Ms. Notley said Friday she fully supports Canada building LNG export facilities, as the move could support natural gas producers in both British Columbia and Alberta.

“What we don’t support is environmental hypocrisy,” she told reporters in Calgary on Friday.

Ms. Notley said if the B.C. government wisely believes in a “balanced” approach to energy development – with recognition that environmental policy must go hand-in-hand with a solid economic plan and keeping people employed – it doesn’t square with its actions to date on Kinder Morgan Canada Ltd.’s Trans Mountain expansion project.

“The problem is they wrap themselves in a much more rigid, rigorous, uncompromising, and win-lose environmental cloak when it comes to their approach to the Kinder Morgan pipeline. And you can’t have it both ways.”

She said the NDP-led B.C. government cannot deny the pipeline project on the basis of being “grand protectors of the environment” because it’s not what they’re prepared to do “when it comes to their own economic interests.” She pointed to Mr. Horgan’s willingness to limit the rules around the application of B.C.’s carbon tax for LNG exporters.

On Thursday, Mr. Horgan announced various concessions ahead of a final investment decision by LNG Canada on whether to build a terminal in Kitimat to ship super-cooled Canadian gas to overseas markets. The $40-billion Shell Canada Ltd.-led LNG project also counts South Korea’s Kogas, Japan’s Mitsubishi Corp. and PetroChina Co. Ltd. as investors.

Under B.C.’s new LNG plan, projects will see relief from provincial sales taxes, subject to repayment in the form of an equivalent operational payment. They will offer exemptions on carbon tax increases but would be subject to new greenhouse gas emission standards, and pay general industrial electricity rates consistent with other industrial users in B.C. The framework will repeal an LNG income tax introduced under the BC Liberals.

“While we think it’s great that there’s been a conversion on the road to Damascus on this issue by the Premier of British Columbia,” Ms. Notley said, “we would suggest that the concerns that they raise against Kinder Morgan being completed lack a great deal more credibility today than they did yesterday morning.”

Ms. Notley’s criticism of Mr. Horgan’s government is part of what has become an especially chilly relationship between the two provinces, with B.C. joining in legal actions against the Trans Mountain project and at one point introducing a proposed environmental regulation Alberta said could impede the flow of oil.

Mr. Horgan’s government has said it wants to protect B.C. coasts from increased tanker traffic and the potential of a bitumen spill. Ms. Notley’s NDP government argues B.C. is standing in the way of both her province’s ability to export and the federal approval of the pipeline. B.C.’s environment ministry declined to comment on Friday.
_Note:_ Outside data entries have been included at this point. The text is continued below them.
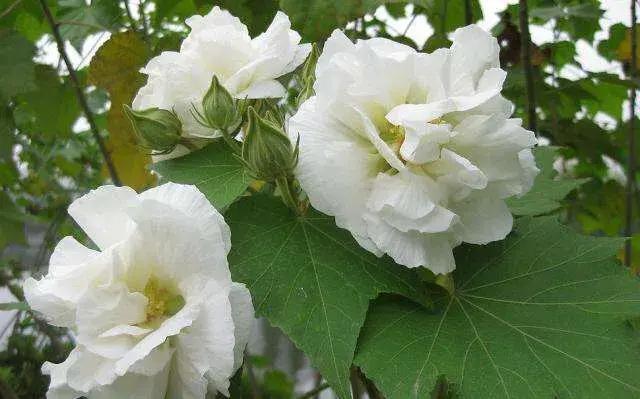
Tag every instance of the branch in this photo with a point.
(468, 12)
(525, 40)
(631, 165)
(314, 392)
(132, 21)
(82, 100)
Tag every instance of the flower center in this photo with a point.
(163, 301)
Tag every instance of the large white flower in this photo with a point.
(154, 310)
(413, 153)
(219, 44)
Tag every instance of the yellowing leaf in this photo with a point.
(115, 69)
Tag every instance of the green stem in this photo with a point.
(289, 196)
(314, 392)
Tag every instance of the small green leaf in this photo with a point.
(17, 73)
(310, 279)
(542, 314)
(13, 306)
(11, 223)
(546, 194)
(213, 169)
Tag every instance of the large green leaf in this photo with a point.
(547, 191)
(213, 169)
(11, 223)
(17, 74)
(78, 19)
(310, 279)
(115, 68)
(446, 15)
(543, 314)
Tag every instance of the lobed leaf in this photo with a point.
(214, 170)
(310, 279)
(542, 314)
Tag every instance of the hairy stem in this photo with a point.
(82, 100)
(631, 165)
(525, 40)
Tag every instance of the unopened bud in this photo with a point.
(266, 149)
(308, 75)
(220, 111)
(156, 129)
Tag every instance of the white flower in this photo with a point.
(154, 310)
(219, 44)
(413, 153)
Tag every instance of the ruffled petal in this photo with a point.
(101, 214)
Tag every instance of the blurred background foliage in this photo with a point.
(54, 117)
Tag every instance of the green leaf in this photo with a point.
(310, 279)
(115, 68)
(52, 106)
(316, 19)
(13, 306)
(256, 14)
(78, 19)
(547, 192)
(11, 224)
(542, 314)
(446, 15)
(17, 73)
(213, 169)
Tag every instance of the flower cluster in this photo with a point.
(154, 311)
(413, 153)
(219, 45)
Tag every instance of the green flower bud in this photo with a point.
(266, 150)
(308, 75)
(156, 129)
(220, 111)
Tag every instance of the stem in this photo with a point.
(132, 21)
(82, 100)
(468, 12)
(285, 184)
(631, 166)
(525, 40)
(6, 391)
(255, 393)
(80, 23)
(11, 7)
(314, 392)
(143, 19)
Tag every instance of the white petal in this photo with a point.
(423, 141)
(101, 214)
(190, 201)
(243, 319)
(414, 249)
(406, 202)
(205, 352)
(263, 89)
(335, 166)
(196, 248)
(483, 218)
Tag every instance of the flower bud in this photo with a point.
(308, 75)
(266, 150)
(220, 111)
(156, 129)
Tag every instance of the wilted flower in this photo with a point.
(413, 153)
(154, 311)
(219, 45)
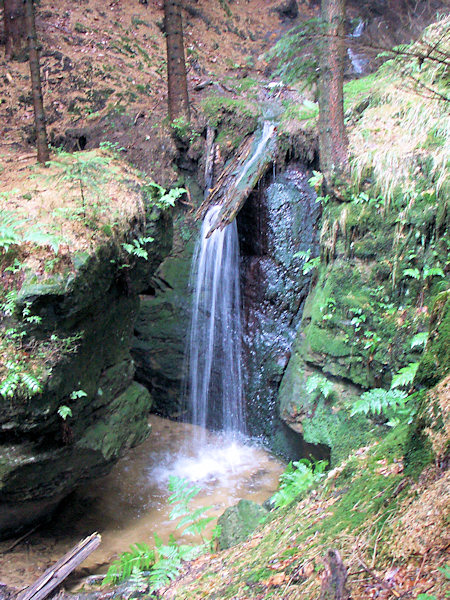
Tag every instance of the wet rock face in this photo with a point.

Alberta politicians are being careful to point out they fully support B.C’s push to get an LNG export facility built. The development of terminals on B.C.’s coast potentially benefits Alberta natural gas producers, and many companies focused on natural gas production in B.C. are headquartered in downtown Calgary.

Natural gas also produces significantly less greenhouse gas emissions than the burning of any type of oil. But many environmentalists are concerned about the effects of fracking – the work done to get the gas out of the ground – and methane emissions lost in the production and transportation of natural gas.